Officials attribute much of the growth to "outreach" efforts of the Social Security Administration, to advocacy groups that work aggressively to enroll people, and to the efforts of some states to shift recipients from the general welfare program, which is financed in part by the states, onto the SSI program, where state hTC supplements to the federal payment are optional.

Three troubled elements of that program were the subject of yesterday's hearing at the subcommittee that handles the Social Security budget. They are:

* Alcohol and drug addicts. Addictions alone can qualify them for payments. The number of addicts on the rolls has more than tripled, from 24,000 to 80,000 since 1990, amid widespread complaints that the money is being used to feed addictions and that most addicts are not being required to get into treatment programs or being monitored.

* Fraud by immigrants, the interpreters who shepherd them through the application process and the doctors who certify that they are disabled. There have been a number of prosecutions in California and Washington state.

* The children's program. Since 1989, the number of children on the rolls has risen from 296,000 to nearly 800,000, and the cost has risen from $1.2 billion to $4.5 billion. That growth is attributed largely to a 1990 Supreme Court decision that broadened the criteria under which children could qualify for disability payments.

Members of Congress have reported receiving complaints that parents are coaching children to misbehave to qualify for benefits. Rep. Blanche M. Lambert, an Arkansas Democrat, told a House committee in March of such allegations and said that in her state, the benefits for children are called "crazy checks."

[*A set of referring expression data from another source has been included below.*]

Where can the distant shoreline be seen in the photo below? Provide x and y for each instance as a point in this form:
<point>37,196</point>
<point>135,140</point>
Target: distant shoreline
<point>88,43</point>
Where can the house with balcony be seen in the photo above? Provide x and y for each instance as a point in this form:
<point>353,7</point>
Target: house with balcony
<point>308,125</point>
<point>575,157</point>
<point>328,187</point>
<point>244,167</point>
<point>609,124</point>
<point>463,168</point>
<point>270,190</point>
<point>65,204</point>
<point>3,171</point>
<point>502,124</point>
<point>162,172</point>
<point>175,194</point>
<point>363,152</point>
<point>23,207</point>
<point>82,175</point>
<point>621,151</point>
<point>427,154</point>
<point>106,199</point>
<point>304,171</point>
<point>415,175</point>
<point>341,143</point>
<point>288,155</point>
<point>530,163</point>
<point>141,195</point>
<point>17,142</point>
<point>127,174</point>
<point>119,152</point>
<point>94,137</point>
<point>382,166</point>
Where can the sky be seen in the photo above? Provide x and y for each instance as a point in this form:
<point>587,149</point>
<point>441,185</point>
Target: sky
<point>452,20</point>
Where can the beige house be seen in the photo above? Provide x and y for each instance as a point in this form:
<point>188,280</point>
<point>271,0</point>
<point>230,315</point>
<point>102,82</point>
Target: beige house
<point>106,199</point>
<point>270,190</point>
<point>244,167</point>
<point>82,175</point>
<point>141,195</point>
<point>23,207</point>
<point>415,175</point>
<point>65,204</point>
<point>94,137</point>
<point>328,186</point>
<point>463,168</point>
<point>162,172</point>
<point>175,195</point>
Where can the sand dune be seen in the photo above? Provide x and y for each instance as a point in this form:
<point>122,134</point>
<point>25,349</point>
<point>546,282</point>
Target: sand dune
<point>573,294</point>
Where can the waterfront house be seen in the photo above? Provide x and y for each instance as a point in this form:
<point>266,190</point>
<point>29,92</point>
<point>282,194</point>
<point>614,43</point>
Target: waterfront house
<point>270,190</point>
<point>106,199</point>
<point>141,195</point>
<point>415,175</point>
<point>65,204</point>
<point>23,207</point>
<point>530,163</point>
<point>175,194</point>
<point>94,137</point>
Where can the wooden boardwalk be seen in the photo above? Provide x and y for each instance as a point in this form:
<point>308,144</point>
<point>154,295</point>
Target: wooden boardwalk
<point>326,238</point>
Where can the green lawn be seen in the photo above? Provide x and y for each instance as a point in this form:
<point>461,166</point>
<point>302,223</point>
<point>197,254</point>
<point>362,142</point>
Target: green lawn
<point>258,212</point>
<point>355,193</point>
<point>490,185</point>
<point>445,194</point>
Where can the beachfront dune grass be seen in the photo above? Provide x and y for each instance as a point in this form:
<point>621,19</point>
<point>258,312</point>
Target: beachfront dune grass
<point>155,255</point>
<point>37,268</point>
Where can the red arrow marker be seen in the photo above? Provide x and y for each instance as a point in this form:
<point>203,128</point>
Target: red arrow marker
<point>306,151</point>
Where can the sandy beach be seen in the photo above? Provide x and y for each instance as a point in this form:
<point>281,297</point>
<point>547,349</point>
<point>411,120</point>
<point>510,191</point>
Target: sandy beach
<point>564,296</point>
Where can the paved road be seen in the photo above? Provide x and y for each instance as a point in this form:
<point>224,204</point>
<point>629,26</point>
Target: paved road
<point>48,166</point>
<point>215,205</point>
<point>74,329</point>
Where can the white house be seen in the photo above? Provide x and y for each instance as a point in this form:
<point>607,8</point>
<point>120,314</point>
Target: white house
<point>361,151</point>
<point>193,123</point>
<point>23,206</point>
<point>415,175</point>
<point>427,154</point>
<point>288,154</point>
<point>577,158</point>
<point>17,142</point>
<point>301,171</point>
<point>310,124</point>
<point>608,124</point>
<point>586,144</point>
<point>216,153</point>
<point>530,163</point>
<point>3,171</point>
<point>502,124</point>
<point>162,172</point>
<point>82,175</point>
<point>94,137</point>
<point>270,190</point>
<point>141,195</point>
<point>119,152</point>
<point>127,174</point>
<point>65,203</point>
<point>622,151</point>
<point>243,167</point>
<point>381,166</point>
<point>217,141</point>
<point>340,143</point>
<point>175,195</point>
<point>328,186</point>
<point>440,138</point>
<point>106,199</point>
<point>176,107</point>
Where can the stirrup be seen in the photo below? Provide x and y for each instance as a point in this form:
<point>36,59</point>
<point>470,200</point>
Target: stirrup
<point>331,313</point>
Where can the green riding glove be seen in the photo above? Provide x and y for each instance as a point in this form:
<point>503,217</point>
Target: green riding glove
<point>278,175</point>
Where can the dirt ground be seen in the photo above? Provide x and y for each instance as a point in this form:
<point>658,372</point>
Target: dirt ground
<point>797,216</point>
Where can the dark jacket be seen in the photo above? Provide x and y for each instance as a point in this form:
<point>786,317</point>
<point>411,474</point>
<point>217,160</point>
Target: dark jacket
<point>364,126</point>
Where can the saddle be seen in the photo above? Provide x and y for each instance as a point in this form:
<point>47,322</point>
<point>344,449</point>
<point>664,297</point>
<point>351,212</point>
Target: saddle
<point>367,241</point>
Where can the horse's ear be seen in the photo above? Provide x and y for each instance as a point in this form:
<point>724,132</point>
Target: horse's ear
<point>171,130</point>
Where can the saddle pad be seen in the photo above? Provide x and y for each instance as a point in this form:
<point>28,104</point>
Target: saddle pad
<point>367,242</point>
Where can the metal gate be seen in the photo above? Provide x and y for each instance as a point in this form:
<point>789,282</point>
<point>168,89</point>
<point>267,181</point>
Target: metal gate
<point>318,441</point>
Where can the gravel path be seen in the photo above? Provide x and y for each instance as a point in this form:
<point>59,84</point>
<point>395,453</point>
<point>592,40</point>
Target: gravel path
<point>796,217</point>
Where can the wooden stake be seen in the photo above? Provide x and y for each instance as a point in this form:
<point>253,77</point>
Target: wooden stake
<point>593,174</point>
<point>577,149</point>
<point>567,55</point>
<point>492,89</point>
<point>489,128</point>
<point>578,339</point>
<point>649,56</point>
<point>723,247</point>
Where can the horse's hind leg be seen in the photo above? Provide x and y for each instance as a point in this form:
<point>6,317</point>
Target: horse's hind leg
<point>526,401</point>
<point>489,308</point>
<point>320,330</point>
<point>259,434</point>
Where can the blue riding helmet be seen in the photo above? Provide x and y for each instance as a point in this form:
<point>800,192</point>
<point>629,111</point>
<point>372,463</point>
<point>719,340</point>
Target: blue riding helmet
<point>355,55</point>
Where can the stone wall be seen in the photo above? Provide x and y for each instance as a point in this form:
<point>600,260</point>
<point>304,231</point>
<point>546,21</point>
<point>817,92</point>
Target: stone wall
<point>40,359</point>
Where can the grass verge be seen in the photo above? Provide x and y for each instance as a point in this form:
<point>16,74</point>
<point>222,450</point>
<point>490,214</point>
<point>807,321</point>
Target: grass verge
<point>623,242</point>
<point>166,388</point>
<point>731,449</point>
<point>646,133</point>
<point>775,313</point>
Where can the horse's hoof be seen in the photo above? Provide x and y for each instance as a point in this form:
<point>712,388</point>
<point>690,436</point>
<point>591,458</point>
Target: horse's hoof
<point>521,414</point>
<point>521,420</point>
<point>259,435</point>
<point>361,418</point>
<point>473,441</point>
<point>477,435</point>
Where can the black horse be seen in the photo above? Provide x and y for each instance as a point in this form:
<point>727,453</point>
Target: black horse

Shirley S. Chater, commissioner of Social Security, said the agency had done a study of 600 cases in the children's program that "showed no evidence of widespread coaching or that coaching had influenced decisions."

Meanwhile, trying to quell congressional criticism of the $32 million in bonuses her agency paid last year, Ms. Chater said her deputy, Lawrence H. Thompson, would voluntarily return the $9,256 bonus he received after 73 days at the agency.